By Nelson Kukundakwe

Isingiro District

06th Nov 2013.

Hand washing celebration notice raised at the education center in Kanywameizi Primary school Kabuyanda in isingiro district
Hand washing celebration notice raised at the education center in Kanywameizi Primary school Kabuyanda in isingiro district

“Building toilets alone does not solve the problem nor does providing free soap. Countless “unwanted” toilets are scattered around the world, and, even though most poor people have soap, it is rarely used for hand-washing. To tackle the problem effectively, efforts to provide wash infrastructure must always come hand in hand with efforts to change attitudes and behaviors around sanitation and hygiene”. Those were assertive remarks made by the chairperson LC5 Isingiro district Ignitions Byaruhanda while talking to residents on the day to mark international hand washing celebrations at Kanywameizi primary School in Kabuyanda subcounty. In our communities and other family settings, many lack something as basic as a hand washing facility despite the convincing figures that shows its vitality.
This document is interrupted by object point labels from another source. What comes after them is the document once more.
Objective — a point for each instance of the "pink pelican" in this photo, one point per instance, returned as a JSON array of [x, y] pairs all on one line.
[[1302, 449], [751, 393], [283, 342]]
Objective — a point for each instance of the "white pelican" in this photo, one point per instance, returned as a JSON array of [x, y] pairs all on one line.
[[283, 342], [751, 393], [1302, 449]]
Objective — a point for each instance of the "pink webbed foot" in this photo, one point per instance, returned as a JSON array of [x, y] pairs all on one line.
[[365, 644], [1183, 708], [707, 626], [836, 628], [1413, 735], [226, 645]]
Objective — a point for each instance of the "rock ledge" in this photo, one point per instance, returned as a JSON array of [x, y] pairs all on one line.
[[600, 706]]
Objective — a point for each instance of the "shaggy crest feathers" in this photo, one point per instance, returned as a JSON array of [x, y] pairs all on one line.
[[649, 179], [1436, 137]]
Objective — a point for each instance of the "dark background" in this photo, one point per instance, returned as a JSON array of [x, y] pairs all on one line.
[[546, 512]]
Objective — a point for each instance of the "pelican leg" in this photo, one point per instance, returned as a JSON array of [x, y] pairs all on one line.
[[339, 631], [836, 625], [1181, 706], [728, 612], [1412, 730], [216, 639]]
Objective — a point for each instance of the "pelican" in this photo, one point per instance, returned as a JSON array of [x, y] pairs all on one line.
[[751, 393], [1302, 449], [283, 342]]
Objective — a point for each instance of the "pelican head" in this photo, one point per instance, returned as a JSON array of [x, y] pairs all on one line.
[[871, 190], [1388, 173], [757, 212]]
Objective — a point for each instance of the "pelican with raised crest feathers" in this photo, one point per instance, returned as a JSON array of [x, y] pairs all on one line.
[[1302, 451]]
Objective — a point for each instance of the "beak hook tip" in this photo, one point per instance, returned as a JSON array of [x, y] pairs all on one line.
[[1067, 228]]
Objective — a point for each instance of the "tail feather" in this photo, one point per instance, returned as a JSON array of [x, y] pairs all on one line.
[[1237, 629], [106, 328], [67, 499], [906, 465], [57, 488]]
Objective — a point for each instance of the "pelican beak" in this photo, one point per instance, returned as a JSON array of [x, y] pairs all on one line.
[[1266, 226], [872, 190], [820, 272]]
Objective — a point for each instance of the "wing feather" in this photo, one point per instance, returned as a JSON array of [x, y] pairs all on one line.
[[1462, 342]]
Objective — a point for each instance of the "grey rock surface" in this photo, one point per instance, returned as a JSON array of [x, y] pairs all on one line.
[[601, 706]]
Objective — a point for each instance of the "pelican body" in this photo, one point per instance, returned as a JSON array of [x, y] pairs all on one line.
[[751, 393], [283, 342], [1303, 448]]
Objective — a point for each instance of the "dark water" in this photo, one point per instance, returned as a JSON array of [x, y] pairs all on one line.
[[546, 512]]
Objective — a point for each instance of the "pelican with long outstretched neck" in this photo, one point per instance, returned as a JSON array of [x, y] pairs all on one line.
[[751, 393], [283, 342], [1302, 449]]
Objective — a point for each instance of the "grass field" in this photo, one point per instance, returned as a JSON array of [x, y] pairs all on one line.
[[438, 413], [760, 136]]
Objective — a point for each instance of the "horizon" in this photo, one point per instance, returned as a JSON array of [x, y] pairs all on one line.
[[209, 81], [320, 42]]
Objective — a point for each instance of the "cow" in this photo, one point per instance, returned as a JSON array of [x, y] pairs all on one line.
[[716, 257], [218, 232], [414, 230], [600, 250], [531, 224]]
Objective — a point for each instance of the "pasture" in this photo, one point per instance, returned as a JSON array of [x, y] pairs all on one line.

Dr. Edson Tusherure the District Health Officer says Ugandans’ love for ‘spoon feeding’ costs both them and the government. “even when the government tells it’s folk to wash hands they wait to be told to also use soap, and even when they are told to use soap, they want the government to articulate it cyclically or even plead to them” he noted with a profound concern. In Uganda’s rural communities washing hands is an inconvenience adding that it becomes worse if you tell them to use soap. But Patience Byensi the Local council three chairpersons says families are too poor to afford buying soap alongside other family needs “families are too poor to consistently use soap because many of them leave under chronic poverty” she said. But Dr. Tusherure trashes this school of thought on the forced costly expenditure made while treating diseases that consequently come as a result of the would have been a life saving act. He said it’s a question of attitude that needs to be dealt with. “You prefer spending 100,000shs and more on a patient than a 3,000shs for bar of soap a fortnight” he said “we can’t keep buying drugs for patients lets equip them with skills on how to prevent them and make sanitation a lifelong Vaccine to many diseases” he added to argue insightfully. Byaruhanga who also was a guest of honor on the event called for a deliberate move agitating for a perpetual practical hand washing act starting from lower primary.

Statistics and survey

According to statistics a simple basic activity of washing hands can reduce respiratory tract infections by up to 25% and save at least a child who dies every after 20 seconds somewhere in the world, but the act is limitedly practiced due to a number of manageable challenges including but not limited to lack of toilets and clean water apparently, only 3 out of 10 Ugandans can wash hands properly using soap and only 29% Ugandans have access to hand washing facilities this explains why over 70% of the disease burden in Uganda is linked to Inadequate Sanitation. Statistics from the Uganda demographic health survey (UDHS 2005/6) show a total number of 190,000 children die every year due to only diarrhorea whereas over 400 Ugandans succumb to waterborne infection diseases not limited to dysentery, cholera, typhoid and the deadly Marburg and Ebola.

Nelson Kukundakwe
Nelson Kukundakwe

The event was organized by the millennium development project Mbarara region with the aim of achieving MDGs number 5and 6 and goal number 4 that intends to reduce child mortality rate. Unbelievably, the provision of improved sanitation and safe drinking water could reduce diarrheal diseases by nearly 90 per cent hence saving 12% of money spent on the health budget in sub Saharan Africa.

Globally, 3.5 children die before celebrating their fifth birthday due to diahorrea and other sanitary prevented diseases also about 2.5 billion people live without access to a toilet, exposing them to risks of catching Diarrhea that emanates mostly from lack of toilets and poor hygiene making it and pneumonia the biggest silent killer worldwide.